Aerospace supplier United Technologies Corp has struck a $30 billion agreement to buy avionics and interiors maker Rockwell Collins Inc, the companies said on Monday, in a deal that bulks up UTC's power with plane makers by creating one of the world's largest makers of civilian and defense aircraft components.
Farmington, Connecticut-based United Technologies will pay $140 per share for Rockwell Collins, split between $93.33 per in cash and $46.67 in stock, according to the companies. The price represents a 17.6 percent premium to Rockwell's $119 share price before news of the talks emerged on August 4.
The acquisition price implies a total transaction value of $30 billion, including Rockwell Collins' debt, and a total equity value of $23 billion. United Tech said it plans to fund the cash portion through debt issuances and cash on hand.

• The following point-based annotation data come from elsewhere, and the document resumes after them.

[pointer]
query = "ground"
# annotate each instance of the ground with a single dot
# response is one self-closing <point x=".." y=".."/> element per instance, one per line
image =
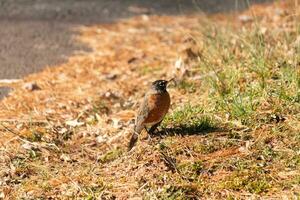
<point x="39" y="33"/>
<point x="232" y="131"/>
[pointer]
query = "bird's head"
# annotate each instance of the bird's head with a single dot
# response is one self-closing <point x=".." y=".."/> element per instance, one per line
<point x="160" y="85"/>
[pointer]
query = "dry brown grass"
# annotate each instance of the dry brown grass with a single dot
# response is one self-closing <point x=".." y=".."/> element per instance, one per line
<point x="68" y="140"/>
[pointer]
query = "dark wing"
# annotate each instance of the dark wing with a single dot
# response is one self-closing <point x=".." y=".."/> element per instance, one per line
<point x="142" y="114"/>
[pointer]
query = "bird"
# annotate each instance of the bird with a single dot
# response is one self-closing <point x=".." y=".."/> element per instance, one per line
<point x="152" y="110"/>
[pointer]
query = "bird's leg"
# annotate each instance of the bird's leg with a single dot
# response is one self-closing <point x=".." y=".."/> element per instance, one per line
<point x="148" y="134"/>
<point x="154" y="127"/>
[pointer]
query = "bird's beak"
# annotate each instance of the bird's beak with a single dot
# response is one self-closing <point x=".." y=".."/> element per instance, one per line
<point x="172" y="79"/>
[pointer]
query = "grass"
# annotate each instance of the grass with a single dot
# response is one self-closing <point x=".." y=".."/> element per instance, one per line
<point x="232" y="131"/>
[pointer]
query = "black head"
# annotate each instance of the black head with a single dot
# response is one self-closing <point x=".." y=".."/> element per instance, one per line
<point x="160" y="85"/>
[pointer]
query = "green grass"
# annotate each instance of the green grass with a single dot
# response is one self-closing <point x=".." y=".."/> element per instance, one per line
<point x="189" y="120"/>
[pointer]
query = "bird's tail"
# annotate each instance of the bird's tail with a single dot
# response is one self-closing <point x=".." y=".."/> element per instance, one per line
<point x="133" y="140"/>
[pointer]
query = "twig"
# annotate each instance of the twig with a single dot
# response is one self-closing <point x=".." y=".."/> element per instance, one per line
<point x="9" y="81"/>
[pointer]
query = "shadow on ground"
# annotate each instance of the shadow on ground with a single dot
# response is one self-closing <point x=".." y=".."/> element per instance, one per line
<point x="38" y="33"/>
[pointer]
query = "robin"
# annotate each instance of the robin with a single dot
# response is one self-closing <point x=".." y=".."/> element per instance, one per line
<point x="153" y="109"/>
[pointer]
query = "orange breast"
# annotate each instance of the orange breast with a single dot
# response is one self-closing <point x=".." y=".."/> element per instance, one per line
<point x="158" y="107"/>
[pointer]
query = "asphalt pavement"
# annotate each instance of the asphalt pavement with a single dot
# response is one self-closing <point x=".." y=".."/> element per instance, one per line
<point x="35" y="34"/>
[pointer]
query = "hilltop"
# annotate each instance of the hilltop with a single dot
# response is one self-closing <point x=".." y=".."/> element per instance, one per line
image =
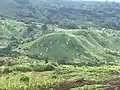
<point x="78" y="45"/>
<point x="84" y="13"/>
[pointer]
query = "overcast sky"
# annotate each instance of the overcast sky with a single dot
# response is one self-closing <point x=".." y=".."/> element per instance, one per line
<point x="99" y="0"/>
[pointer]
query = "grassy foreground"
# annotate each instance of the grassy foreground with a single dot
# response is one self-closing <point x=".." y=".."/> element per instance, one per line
<point x="40" y="76"/>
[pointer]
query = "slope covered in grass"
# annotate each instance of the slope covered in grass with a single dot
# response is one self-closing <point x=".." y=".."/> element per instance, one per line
<point x="76" y="44"/>
<point x="72" y="45"/>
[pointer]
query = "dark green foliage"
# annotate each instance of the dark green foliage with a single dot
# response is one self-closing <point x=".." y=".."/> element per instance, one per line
<point x="49" y="67"/>
<point x="25" y="79"/>
<point x="22" y="68"/>
<point x="44" y="27"/>
<point x="7" y="70"/>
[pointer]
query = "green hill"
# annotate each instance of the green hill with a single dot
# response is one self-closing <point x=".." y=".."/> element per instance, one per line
<point x="74" y="45"/>
<point x="84" y="13"/>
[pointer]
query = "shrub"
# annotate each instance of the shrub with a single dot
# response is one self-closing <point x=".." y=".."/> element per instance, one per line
<point x="22" y="68"/>
<point x="39" y="68"/>
<point x="25" y="79"/>
<point x="49" y="67"/>
<point x="7" y="70"/>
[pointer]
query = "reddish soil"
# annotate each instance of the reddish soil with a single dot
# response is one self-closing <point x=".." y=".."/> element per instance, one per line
<point x="69" y="85"/>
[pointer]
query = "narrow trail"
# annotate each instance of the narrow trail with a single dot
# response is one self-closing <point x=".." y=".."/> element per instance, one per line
<point x="69" y="85"/>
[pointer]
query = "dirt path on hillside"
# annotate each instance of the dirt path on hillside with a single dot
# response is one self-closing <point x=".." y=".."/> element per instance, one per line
<point x="69" y="85"/>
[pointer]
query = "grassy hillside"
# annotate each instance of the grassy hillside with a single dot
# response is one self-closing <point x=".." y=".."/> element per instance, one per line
<point x="76" y="44"/>
<point x="72" y="45"/>
<point x="93" y="14"/>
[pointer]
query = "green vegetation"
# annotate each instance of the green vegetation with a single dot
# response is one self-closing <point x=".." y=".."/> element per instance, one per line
<point x="33" y="76"/>
<point x="59" y="45"/>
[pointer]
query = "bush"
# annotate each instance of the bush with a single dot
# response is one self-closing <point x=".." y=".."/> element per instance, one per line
<point x="49" y="67"/>
<point x="39" y="68"/>
<point x="25" y="79"/>
<point x="7" y="70"/>
<point x="22" y="68"/>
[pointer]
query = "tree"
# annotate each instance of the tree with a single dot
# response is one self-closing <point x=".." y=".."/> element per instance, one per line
<point x="44" y="28"/>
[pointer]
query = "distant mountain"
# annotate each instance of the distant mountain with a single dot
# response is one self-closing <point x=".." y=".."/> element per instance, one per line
<point x="91" y="14"/>
<point x="20" y="39"/>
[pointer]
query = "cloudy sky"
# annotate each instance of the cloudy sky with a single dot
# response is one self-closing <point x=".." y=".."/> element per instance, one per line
<point x="99" y="0"/>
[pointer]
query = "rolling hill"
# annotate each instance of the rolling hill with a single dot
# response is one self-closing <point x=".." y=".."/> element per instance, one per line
<point x="84" y="13"/>
<point x="74" y="45"/>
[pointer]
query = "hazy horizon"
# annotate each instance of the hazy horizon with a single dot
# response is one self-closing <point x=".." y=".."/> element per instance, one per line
<point x="99" y="0"/>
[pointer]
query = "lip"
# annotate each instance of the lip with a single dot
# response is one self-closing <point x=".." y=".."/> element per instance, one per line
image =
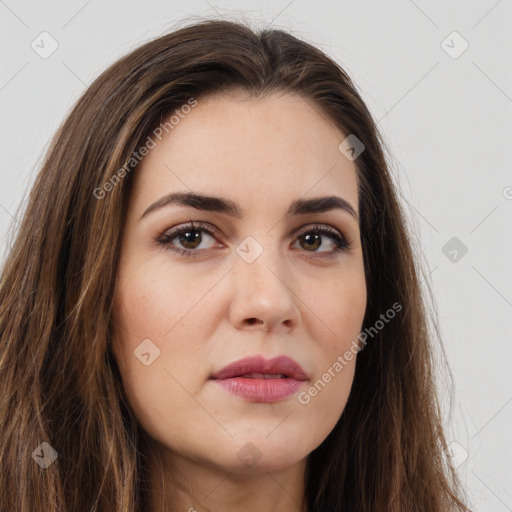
<point x="234" y="378"/>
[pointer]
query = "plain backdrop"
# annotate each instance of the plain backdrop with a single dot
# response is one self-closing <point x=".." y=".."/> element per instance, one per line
<point x="437" y="78"/>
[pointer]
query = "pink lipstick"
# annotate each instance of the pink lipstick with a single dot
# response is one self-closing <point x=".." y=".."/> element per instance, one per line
<point x="260" y="380"/>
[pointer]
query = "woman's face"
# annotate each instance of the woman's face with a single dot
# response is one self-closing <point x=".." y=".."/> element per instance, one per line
<point x="266" y="284"/>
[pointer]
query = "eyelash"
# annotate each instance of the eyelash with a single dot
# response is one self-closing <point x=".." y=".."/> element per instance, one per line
<point x="342" y="244"/>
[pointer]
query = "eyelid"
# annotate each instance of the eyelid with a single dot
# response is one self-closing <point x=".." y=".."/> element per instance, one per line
<point x="342" y="243"/>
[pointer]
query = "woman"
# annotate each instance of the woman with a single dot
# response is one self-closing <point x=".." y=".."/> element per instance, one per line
<point x="212" y="301"/>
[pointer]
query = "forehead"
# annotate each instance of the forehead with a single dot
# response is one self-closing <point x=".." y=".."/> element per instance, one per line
<point x="272" y="148"/>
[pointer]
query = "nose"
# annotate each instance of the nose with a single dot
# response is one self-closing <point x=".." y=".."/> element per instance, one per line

Under the deal, the companies said that Rockwell Collins and UTC's aerospace systems segment will be combined to create a new business unit named Collins Aerospace Systems. "This acquisition adds tremendous capabilities to our aerospace businesses and strengthens our complementary offerings of technologically advanced aerospace systems," UTC's chairman and chief executive officer, Greg Hayes, said in the statement. "Together, Rockwell Collins and UTC Aerospace Systems will enhance customer value in a rapidly evolving aerospace industry by making aircraft more intelligent and more connected," he said.
SUPPLIERS VS PLANEMAKERS
The creation of a new giant in the top echelon of aircraft parts makers comes as planemakers Boeing Co and Airbus SE are trying to capture more of the profits earned by their suppliers. Both are pushing suppliers to lower prices and are moving into the high-margin aftermarket arena for parts and services that suppliers now enjoy.
In a move seen as a threat to Rockwell, Boeing said in July that it would build up its own avionics business. Last week, Airbus urged supplier UTC to stay focused on fixing industrial problems that have delayed new aircraft deliveries. If plane makers "are going to take more of the aftermarket or demand more of the aftermarket, we're going to have to think about how we price our products," Hayes told analysts in July.
By making more of the components needed on each aircraft, analysts say, United Technologies likely will gain some leverage to resist such pressures. The deal also follows a wave of consolidation among smaller aerospace manufacturers in recent years that was caused in part by the need to invest in new technologies such as metal 3-D printing and connected factories to stay competitive. A combined United Technologies and Rockwell Collins could similarly invest, and their broad portfolios have little overlap.
United Technologies makes Pratt & Whitney jet engines used by Airbus, Bombardier Inc, Embraer SA and other plane makers. It supplies engines for Lockheed Martin Corp's F-35 Joint Strike Fighter. It also supplies such key components as landing gear, air conditioning systems and engine covers to a wide range of jetliners.
Rockwell Collins is a major avionics supplier to Boeing and Airbus and other plane makers. In April it added passenger seating, cabin interiors, lavatories and galleys through its $6.4 billion acquisition of B/E Aerospace. The two companies have spent a month trying to reach an agreement, and their combined sales would be more than $62 billion, compared with about $95 billion for Boeing.
United Technologies expects to close the purchase in the third quarter of 2018. The company, with a $94.2 billion market value, also owns Otis Elevator and air conditioner maker Carrier. Rockwell Collins has a market value of $21.2 billion. The deal, which includes $7 billion in Rockwell's debt, is expected to save more than $500 million by the fourth year after its completion, the companies said.
Morgan Stanley & Co LLC was the financial adviser to United Tech, and Wachtell, Lipton, Rosen & Katz was its legal adviser. J.P. Morgan Securities LLC and Citigroup Global Markets Inc were Rockwell's financial advisers, while Skadden, Arps, Slate, Meagher & Flom was its legal adviser.